Menurut Dahlan, PMN kepada PT Askrindo karena pemerintah membutuhkannya untuk perpanjangan tangan penyaluran kredit usaha rakyat (KUR). "Ini PMN otomatis, karena begitu target KUR dinaikkan, maka PMN-nya harus disesuaikan," ujar dia.

Selain itu, PMN juga diberikan misalnya kepada perusahaan yang ditugasi membangun fasilitas pembuatan kapal selam terutama proyek lama yang diserahkan kepada BUMN. Sesungguhnya, ujar mantan Dirut PT PLN ini, sekarang ada juga PMN yang diberikan kepada perusahaan "plat merah" namun itu berasal dari aset BUMN yang statusnya belum ditentukan.

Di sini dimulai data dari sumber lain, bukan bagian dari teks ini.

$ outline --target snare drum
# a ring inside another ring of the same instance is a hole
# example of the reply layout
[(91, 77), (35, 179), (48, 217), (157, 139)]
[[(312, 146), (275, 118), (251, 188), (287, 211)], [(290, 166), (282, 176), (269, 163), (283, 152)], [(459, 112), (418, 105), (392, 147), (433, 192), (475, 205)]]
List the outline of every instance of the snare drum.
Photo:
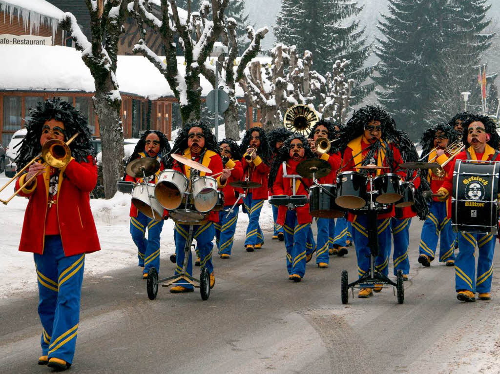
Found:
[(132, 204), (146, 216), (156, 221), (163, 219), (163, 207), (154, 196), (154, 183), (137, 183), (132, 189)]
[(411, 182), (403, 182), (401, 184), (403, 197), (394, 204), (396, 208), (412, 206), (415, 203), (415, 187)]
[(335, 203), (336, 195), (337, 186), (334, 184), (311, 186), (309, 188), (309, 213), (312, 217), (320, 218), (344, 217), (344, 209)]
[(456, 160), (452, 197), (454, 231), (496, 234), (499, 173), (497, 162)]
[(188, 181), (177, 170), (166, 169), (158, 176), (154, 196), (166, 209), (176, 209), (180, 205)]
[(217, 204), (217, 181), (210, 177), (199, 177), (192, 182), (192, 197), (194, 208), (206, 213)]
[(374, 189), (378, 191), (376, 201), (380, 204), (393, 204), (403, 197), (401, 177), (388, 173), (374, 178)]
[(346, 209), (362, 208), (366, 204), (366, 177), (357, 171), (344, 171), (337, 175), (335, 203)]

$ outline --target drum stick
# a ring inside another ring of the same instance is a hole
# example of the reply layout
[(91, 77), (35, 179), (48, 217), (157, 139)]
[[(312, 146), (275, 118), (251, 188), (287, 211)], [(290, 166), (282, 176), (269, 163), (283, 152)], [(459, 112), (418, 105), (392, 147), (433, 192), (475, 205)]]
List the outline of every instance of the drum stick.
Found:
[[(232, 167), (230, 169), (228, 169), (228, 170), (232, 170), (234, 169), (234, 168)], [(209, 175), (208, 176), (209, 176), (209, 177), (216, 177), (218, 175), (220, 175), (220, 174), (222, 174), (224, 172), (224, 171), (221, 171), (220, 173), (217, 173), (216, 174), (212, 174), (212, 175)]]

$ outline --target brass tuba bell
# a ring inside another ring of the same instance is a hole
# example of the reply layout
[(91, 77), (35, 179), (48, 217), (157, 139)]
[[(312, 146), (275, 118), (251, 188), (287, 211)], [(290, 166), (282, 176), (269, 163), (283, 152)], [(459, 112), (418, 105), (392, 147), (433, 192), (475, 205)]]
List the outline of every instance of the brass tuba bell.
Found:
[(292, 132), (308, 136), (311, 128), (319, 120), (316, 111), (307, 105), (298, 104), (289, 108), (285, 113), (283, 124)]

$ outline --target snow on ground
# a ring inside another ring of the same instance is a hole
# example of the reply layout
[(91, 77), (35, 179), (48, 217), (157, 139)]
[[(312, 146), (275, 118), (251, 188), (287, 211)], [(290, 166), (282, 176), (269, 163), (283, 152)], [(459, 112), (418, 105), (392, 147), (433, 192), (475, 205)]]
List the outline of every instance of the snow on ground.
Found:
[[(8, 180), (5, 174), (0, 174), (0, 186)], [(1, 196), (8, 196), (12, 189), (4, 190)], [(0, 298), (20, 292), (32, 292), (36, 289), (36, 276), (33, 256), (18, 250), (24, 210), (28, 200), (16, 197), (8, 205), (0, 206)], [(130, 196), (117, 192), (110, 200), (90, 200), (101, 250), (86, 257), (86, 276), (99, 276), (132, 265), (136, 265), (137, 249), (129, 231)], [(248, 216), (240, 210), (235, 238), (242, 239), (246, 235)], [(260, 227), (264, 232), (272, 229), (272, 212), (270, 205), (264, 204), (260, 214)], [(174, 252), (174, 221), (164, 221), (161, 235), (160, 258), (168, 259)], [(242, 248), (234, 248), (235, 250)], [(214, 244), (213, 255), (217, 256)], [(138, 274), (140, 269), (137, 268)]]

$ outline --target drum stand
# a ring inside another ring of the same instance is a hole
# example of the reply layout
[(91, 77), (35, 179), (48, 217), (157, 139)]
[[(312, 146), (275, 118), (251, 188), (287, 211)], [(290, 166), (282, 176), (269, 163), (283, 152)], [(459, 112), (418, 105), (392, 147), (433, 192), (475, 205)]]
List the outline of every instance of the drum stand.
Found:
[[(403, 303), (404, 300), (404, 290), (403, 286), (403, 275), (401, 270), (398, 271), (396, 281), (394, 282), (388, 277), (376, 270), (375, 260), (378, 255), (378, 234), (377, 225), (377, 211), (375, 207), (373, 195), (376, 191), (373, 191), (373, 173), (369, 172), (368, 179), (370, 181), (370, 209), (368, 211), (368, 244), (370, 247), (370, 267), (361, 278), (354, 282), (348, 283), (348, 277), (346, 270), (342, 271), (340, 278), (340, 289), (342, 304), (346, 304), (349, 300), (349, 290), (352, 290), (352, 298), (354, 298), (354, 290), (363, 288), (374, 288), (374, 285), (384, 288), (392, 287), (392, 291), (397, 291), (398, 302)], [(378, 286), (380, 285), (380, 286)]]
[[(192, 170), (192, 171), (195, 171)], [(189, 183), (190, 188), (188, 189), (188, 191), (190, 190), (192, 180), (196, 178), (196, 176), (197, 173), (196, 172), (192, 172), (190, 174)], [(188, 192), (184, 193), (186, 195), (186, 198), (188, 199), (190, 193)], [(184, 245), (184, 262), (182, 264), (182, 269), (181, 272), (178, 274), (168, 277), (160, 280), (158, 280), (158, 272), (156, 269), (151, 268), (148, 272), (146, 289), (148, 291), (148, 297), (150, 300), (154, 300), (156, 298), (156, 294), (158, 293), (158, 285), (161, 285), (162, 287), (168, 287), (174, 284), (176, 284), (178, 286), (192, 285), (195, 288), (199, 288), (202, 299), (204, 300), (208, 299), (210, 296), (210, 276), (206, 267), (204, 267), (202, 268), (200, 279), (196, 279), (186, 273), (188, 269), (188, 262), (190, 260), (190, 252), (192, 246), (193, 250), (195, 251), (196, 250), (196, 246), (192, 244), (194, 226), (194, 225), (189, 225), (188, 237), (186, 244)], [(184, 282), (179, 282), (178, 281), (184, 281)]]

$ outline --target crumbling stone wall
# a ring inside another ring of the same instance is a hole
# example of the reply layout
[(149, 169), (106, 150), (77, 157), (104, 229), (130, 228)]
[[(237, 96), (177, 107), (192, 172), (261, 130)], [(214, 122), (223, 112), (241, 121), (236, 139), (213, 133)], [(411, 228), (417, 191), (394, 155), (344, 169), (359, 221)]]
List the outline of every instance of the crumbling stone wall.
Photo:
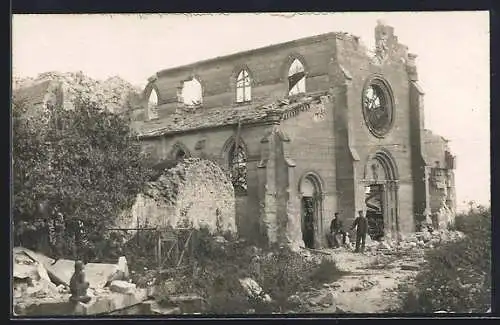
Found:
[(181, 161), (165, 170), (137, 196), (117, 224), (121, 228), (192, 224), (211, 232), (236, 232), (234, 189), (215, 163), (199, 158)]

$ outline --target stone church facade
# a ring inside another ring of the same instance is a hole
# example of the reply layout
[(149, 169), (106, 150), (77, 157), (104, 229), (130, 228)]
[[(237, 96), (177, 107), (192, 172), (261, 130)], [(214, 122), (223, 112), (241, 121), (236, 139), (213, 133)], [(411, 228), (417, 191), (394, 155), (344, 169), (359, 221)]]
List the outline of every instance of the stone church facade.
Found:
[(132, 127), (157, 166), (217, 162), (248, 239), (325, 247), (333, 214), (358, 210), (372, 237), (444, 226), (455, 158), (424, 128), (416, 55), (383, 23), (375, 39), (374, 54), (328, 33), (159, 71)]

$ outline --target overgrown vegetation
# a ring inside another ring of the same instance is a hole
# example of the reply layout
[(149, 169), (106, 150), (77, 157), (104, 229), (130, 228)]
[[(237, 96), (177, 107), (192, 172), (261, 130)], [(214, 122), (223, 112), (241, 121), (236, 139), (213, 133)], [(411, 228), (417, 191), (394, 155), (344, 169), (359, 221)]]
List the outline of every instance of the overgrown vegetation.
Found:
[(403, 291), (399, 312), (485, 312), (491, 306), (491, 209), (458, 215), (459, 242), (426, 253), (426, 266)]
[(15, 244), (99, 259), (106, 227), (152, 175), (128, 121), (85, 100), (67, 110), (14, 98), (12, 113)]
[[(168, 301), (173, 282), (176, 294), (198, 294), (203, 297), (206, 302), (204, 313), (298, 312), (300, 306), (289, 302), (290, 296), (319, 288), (323, 283), (333, 282), (343, 275), (329, 259), (313, 261), (288, 248), (258, 249), (237, 240), (230, 233), (214, 236), (202, 228), (195, 230), (194, 237), (193, 255), (188, 256), (186, 263), (183, 263), (188, 264), (188, 267), (162, 276), (154, 271), (146, 271), (138, 277), (156, 277), (156, 284), (160, 288), (155, 295), (158, 301)], [(154, 261), (150, 260), (148, 268), (154, 268), (154, 265)], [(241, 279), (247, 277), (254, 279), (269, 294), (272, 302), (248, 297), (240, 283)]]

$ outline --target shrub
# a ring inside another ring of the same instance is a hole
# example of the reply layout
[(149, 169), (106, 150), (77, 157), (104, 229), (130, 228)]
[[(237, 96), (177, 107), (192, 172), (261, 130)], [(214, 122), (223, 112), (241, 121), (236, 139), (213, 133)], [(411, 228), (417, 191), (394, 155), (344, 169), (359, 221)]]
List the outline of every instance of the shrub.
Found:
[[(95, 258), (104, 253), (104, 229), (152, 175), (125, 116), (103, 105), (81, 99), (72, 110), (51, 107), (39, 118), (36, 107), (13, 100), (17, 245), (55, 257)], [(79, 238), (82, 229), (86, 238)]]
[(491, 304), (491, 210), (457, 216), (466, 234), (426, 253), (426, 266), (403, 294), (402, 312), (484, 312)]

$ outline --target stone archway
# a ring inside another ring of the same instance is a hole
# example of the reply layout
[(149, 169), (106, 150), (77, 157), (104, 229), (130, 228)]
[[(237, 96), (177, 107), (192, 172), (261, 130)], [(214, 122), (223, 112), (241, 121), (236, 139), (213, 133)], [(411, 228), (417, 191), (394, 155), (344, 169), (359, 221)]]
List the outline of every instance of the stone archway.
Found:
[(399, 175), (387, 150), (371, 155), (365, 165), (364, 204), (372, 239), (397, 239), (399, 227)]
[(323, 186), (315, 173), (306, 173), (299, 183), (301, 230), (307, 248), (319, 248), (323, 219)]

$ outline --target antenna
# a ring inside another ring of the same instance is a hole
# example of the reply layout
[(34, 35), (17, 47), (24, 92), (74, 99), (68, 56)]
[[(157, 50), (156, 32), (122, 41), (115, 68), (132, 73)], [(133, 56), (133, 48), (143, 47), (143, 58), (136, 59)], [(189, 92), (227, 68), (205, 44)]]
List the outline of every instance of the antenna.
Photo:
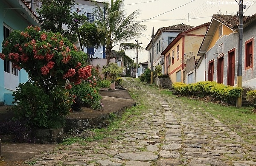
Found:
[(187, 53), (185, 53), (183, 58), (180, 59), (180, 63), (186, 64), (186, 62), (193, 56), (193, 52), (189, 52)]

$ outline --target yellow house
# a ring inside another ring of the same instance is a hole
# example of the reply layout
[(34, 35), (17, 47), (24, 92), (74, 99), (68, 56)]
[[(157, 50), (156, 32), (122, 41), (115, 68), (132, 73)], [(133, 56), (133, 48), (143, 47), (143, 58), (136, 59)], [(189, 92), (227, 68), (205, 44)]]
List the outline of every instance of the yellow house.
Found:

Dahlan mencontohkan, ada BUMN sekitar 20 tahun lalu mendapat tugas dari Pemerintah membangun proyek, setelah itu diserahkan dan dikelola BUMN yang bersangkutan. Namun saat ini ada di antaranya ada yang sudah diresmikan bahwa aset tersebut sudah menjadi milik BUMN melalui PMN, ada juga yang belum jelas status hukumnya.

"Kalaupun sudah dijadikan PMN, tetapi tidak ada uang yang dialokasikan dari APBN ke perusahaan itu. Itu disebut PMN non-cash," tegas Dahlan.

Kasus seperti ini, ungkap Dahlan, terjadi pada perusahaan yang ditugasi Pemerintah membeli kapal lewat Kementerian Perhubungan yang kemudian kapal itu diserahkan kepada PT Djakarta Lloyd (Persero). Termasuk pembelian mesin untuk pabrik gula BUMN.

Hingga saat ini tambah Dahlan, setidaknya aset yang menggantung yang belum ditetapkan statusnya nilainya sekitar Rp 50 triliun. "Ini tidak gampang memperjelas statusnya, karena di UU BUMN disebutkan setiap aset yang masuk BUMN harus dinilai. Sementara karena sudah terlalu lama, nilainya sudah turun," paparnya.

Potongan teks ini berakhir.